Abbott Laboratories reported organic sales growth of 7.8% for the company's third quarter, continuing a trend of growth above 7% for the fourth straight quarter.
Chairman and CEO Miles White attributed the third-quarter growth to a balanced performance across all four of the company's businesses during a third-quarter earnings call held Oct. 17. But Abbott's medical devices group stood out with the strongest performance in the third quarter, where sales grew 10%. Abbott has nevertheless narrowed its EPS guidance for 2018 to between $2.87 and $2.89 from the previous range of $2.85 to $2.91.
Joshua Jennings and Harris Iqbal, Cowen Group analysts, noted the four-quarter trend in an Oct. 17 report and said Abbott's organic sales growth "soundly beat" the consensus projection of 6.8%.
The sales growth for medical devices was fueled by 20% growth in electrophysiology devices like cardiac monitors and 40% growth in sales for diabetes devices such as glucose monitoring systems. Abbott's FreeStyle Libre product, a continuous glucose monitoring system, pulled in $300 million in sales in Q3, an increase of 100% over last year, according to Abbott.
White is also confident about the future of the company's heart valve device MitraClip, which saw sales growth of over 20% in the third quarter. White cited a new study that found the device can be a positive, noninvasive option for patients with heart failure who are unable to go through open-heart surgery. The study, which was published in September in The New England Journal of Medicine, showed that patients who used the device had a 32% lower rate of hospitalization than those who did not use the device, and patients had a 15% lower rate of death from any cause than the control group who did not use the device.
"Our objective will be to move through the regulatory processes as rapidly as can be done, and make it available for that use as rapidly as we can," White said of the next steps for MitraClip. "I think the medical community sees tremendous medical benefit in that.

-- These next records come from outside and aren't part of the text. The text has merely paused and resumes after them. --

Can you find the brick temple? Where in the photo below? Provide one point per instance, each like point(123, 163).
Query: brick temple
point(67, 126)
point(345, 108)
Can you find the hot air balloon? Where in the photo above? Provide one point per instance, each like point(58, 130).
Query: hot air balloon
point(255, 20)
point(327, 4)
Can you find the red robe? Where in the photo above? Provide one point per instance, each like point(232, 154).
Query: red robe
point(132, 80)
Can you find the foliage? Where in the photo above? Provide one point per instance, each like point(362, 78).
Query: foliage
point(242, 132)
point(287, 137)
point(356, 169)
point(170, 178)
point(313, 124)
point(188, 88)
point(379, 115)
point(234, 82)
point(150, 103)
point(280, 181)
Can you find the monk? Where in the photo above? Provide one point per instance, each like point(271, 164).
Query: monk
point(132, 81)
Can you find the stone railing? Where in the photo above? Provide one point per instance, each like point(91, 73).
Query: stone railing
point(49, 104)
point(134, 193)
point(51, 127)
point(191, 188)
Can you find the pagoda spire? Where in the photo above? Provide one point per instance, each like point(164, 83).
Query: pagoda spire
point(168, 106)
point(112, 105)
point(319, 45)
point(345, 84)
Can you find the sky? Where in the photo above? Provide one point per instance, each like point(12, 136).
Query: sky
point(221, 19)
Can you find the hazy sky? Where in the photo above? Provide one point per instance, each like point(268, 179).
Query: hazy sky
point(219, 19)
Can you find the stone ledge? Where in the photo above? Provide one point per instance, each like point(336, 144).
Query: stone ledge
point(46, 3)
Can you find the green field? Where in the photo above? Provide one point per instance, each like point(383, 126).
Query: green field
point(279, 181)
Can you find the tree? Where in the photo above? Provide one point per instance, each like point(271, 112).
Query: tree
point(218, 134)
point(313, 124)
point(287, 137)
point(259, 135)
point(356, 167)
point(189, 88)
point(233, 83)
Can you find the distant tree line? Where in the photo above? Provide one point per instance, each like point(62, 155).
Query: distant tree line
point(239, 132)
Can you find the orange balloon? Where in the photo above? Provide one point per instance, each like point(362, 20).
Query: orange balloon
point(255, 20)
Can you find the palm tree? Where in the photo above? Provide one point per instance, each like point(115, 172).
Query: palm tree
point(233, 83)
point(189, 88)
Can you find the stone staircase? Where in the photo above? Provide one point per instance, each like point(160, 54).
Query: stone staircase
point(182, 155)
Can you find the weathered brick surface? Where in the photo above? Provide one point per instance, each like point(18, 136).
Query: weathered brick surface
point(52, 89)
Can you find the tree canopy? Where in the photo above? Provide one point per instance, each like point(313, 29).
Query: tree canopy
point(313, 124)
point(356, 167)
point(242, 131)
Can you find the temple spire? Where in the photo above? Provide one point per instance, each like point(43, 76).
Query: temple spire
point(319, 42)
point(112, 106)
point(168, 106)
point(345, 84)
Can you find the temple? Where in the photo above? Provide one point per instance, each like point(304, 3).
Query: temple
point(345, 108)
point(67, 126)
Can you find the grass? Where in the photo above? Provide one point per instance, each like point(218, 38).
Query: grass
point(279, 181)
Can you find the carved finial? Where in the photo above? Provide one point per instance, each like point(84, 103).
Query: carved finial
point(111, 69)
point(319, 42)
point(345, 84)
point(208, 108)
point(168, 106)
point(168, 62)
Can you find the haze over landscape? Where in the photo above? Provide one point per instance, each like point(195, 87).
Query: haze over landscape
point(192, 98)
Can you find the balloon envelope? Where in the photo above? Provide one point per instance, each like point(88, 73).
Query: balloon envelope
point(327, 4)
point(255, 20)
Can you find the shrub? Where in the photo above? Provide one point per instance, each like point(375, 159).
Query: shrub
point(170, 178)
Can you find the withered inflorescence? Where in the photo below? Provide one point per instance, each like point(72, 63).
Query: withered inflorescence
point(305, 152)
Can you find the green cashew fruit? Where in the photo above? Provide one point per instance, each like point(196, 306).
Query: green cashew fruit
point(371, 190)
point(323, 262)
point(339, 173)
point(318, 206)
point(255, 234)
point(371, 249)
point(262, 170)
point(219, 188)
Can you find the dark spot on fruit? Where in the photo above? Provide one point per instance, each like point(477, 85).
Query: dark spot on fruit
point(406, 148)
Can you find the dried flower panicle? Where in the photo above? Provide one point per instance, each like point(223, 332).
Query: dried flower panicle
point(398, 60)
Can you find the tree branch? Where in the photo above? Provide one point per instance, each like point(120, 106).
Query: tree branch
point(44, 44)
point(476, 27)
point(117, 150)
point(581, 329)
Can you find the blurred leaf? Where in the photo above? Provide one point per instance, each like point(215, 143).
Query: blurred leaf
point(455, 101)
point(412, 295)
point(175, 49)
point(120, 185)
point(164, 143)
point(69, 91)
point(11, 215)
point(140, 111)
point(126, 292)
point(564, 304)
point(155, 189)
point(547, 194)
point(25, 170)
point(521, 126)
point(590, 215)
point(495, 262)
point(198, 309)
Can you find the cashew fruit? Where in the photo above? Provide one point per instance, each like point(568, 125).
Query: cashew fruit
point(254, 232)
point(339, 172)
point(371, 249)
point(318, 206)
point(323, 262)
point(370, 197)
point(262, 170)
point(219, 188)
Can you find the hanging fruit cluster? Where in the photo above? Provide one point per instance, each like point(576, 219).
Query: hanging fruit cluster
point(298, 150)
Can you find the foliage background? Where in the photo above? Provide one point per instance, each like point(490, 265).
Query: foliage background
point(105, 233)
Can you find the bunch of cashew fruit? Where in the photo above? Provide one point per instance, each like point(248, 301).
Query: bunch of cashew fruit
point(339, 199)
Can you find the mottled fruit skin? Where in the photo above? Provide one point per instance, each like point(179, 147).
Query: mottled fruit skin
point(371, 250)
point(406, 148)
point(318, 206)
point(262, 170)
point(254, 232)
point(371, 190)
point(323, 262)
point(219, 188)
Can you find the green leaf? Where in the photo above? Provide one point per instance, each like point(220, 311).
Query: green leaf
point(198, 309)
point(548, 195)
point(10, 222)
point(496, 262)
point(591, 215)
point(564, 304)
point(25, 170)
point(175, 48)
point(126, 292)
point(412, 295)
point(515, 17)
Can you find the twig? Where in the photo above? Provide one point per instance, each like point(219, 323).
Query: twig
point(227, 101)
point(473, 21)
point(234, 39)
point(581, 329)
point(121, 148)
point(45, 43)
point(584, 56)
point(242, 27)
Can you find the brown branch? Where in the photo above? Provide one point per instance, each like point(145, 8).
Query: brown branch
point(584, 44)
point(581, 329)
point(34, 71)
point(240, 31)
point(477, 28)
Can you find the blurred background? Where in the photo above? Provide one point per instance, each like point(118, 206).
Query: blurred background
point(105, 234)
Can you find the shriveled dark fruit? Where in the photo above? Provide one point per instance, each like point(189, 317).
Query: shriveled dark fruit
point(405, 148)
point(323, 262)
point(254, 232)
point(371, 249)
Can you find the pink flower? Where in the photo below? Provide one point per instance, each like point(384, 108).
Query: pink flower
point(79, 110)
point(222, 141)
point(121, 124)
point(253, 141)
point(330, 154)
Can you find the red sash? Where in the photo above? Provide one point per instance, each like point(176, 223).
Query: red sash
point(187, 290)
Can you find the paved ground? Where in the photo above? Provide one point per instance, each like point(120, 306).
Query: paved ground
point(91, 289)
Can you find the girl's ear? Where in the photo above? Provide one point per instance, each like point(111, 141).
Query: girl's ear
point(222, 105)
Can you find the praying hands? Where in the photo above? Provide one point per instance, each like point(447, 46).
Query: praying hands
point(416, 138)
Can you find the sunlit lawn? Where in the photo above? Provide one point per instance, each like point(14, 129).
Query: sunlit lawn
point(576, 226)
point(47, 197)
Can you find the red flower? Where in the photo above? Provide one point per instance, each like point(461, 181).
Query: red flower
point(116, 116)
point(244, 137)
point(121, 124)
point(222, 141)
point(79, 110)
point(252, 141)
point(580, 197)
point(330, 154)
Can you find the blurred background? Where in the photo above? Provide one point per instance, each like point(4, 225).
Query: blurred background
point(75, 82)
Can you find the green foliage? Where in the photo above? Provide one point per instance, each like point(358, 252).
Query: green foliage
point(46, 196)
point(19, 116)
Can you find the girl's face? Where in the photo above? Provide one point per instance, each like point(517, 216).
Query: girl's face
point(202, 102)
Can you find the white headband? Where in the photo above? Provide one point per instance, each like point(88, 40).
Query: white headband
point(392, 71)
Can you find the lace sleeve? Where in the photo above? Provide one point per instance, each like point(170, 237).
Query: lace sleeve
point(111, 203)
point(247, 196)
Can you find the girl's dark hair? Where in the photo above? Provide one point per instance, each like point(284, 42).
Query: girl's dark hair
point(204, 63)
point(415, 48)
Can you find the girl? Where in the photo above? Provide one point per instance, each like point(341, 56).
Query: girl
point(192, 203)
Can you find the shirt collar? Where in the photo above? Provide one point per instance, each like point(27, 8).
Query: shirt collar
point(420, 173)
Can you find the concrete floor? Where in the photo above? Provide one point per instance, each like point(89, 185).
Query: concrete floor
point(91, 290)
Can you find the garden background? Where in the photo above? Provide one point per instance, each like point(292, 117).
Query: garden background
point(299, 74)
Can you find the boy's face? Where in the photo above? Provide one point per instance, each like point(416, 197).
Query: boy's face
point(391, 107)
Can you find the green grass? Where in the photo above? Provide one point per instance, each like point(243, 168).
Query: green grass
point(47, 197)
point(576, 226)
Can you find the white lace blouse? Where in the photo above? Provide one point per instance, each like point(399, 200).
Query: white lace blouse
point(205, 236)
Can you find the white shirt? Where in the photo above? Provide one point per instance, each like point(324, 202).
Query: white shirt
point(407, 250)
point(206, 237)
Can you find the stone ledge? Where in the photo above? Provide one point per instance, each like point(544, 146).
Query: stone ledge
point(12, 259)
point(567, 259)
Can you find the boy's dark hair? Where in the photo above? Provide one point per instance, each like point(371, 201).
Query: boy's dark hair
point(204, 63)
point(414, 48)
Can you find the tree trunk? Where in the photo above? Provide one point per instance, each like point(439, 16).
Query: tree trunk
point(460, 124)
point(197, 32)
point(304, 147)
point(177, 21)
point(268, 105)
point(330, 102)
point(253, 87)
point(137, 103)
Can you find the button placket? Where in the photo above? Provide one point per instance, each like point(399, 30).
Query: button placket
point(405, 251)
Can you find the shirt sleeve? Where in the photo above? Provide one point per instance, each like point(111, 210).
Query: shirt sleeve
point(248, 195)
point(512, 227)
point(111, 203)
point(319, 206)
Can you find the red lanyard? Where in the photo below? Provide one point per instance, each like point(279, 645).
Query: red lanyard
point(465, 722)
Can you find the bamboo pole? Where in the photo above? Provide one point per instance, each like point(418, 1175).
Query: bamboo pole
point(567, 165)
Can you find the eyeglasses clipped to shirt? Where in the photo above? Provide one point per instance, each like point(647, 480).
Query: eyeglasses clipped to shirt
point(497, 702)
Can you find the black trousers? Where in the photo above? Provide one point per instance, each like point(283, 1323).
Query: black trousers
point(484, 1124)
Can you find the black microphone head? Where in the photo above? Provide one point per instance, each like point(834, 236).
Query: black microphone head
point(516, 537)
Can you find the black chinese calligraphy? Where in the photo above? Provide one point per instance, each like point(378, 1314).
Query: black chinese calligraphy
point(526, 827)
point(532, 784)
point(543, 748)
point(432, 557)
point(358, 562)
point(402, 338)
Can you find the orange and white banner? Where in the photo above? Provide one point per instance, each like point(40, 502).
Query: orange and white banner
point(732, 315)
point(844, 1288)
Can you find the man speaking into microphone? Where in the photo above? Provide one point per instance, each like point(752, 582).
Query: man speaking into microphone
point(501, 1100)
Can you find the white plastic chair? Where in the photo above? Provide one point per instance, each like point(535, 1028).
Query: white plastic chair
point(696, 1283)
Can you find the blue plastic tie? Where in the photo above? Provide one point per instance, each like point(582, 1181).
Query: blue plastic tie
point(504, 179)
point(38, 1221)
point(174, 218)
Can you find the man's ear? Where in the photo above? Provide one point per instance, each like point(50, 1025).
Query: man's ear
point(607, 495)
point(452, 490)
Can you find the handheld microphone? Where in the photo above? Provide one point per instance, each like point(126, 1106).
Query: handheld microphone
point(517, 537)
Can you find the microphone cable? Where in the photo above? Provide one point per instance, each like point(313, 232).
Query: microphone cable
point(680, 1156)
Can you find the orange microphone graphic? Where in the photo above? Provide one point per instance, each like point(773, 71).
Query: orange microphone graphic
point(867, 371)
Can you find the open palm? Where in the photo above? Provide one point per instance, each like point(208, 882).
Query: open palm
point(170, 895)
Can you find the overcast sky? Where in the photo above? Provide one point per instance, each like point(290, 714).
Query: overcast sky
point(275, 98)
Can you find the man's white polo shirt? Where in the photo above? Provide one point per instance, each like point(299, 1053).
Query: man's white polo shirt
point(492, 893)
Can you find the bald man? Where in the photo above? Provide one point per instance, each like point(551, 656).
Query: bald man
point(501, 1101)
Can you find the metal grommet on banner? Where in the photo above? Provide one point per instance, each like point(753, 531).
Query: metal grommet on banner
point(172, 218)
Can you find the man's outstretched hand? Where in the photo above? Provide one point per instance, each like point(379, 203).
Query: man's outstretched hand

And when you can make that kind of a difference, it's obviously a ... good thing."
White said the company will be submitting the study to the U.S. Food and Drug Administration in the next few weeks and will seek an expanded indication for the product as well.
'The only elephant in the room'
Abbott CFO Brian Yoor said currency exchange had a negative year-over-year impact of 2.7% on third-quarter sales, and the company is expecting to have a 3% to 4% negative impact on reported sales in the fourth quarter.
White reaffirmed the negative impact and stressed that future changes to exchange rates are difficult to predict, either positively or negatively. However, he seemed confident they could be offset.
"If you ask me, do I think there will be up or down? I have no idea," White said. "Right now, I think that's kind of the only elephant in the room for us, and everything else looks positive and strong or is in our hands to manage."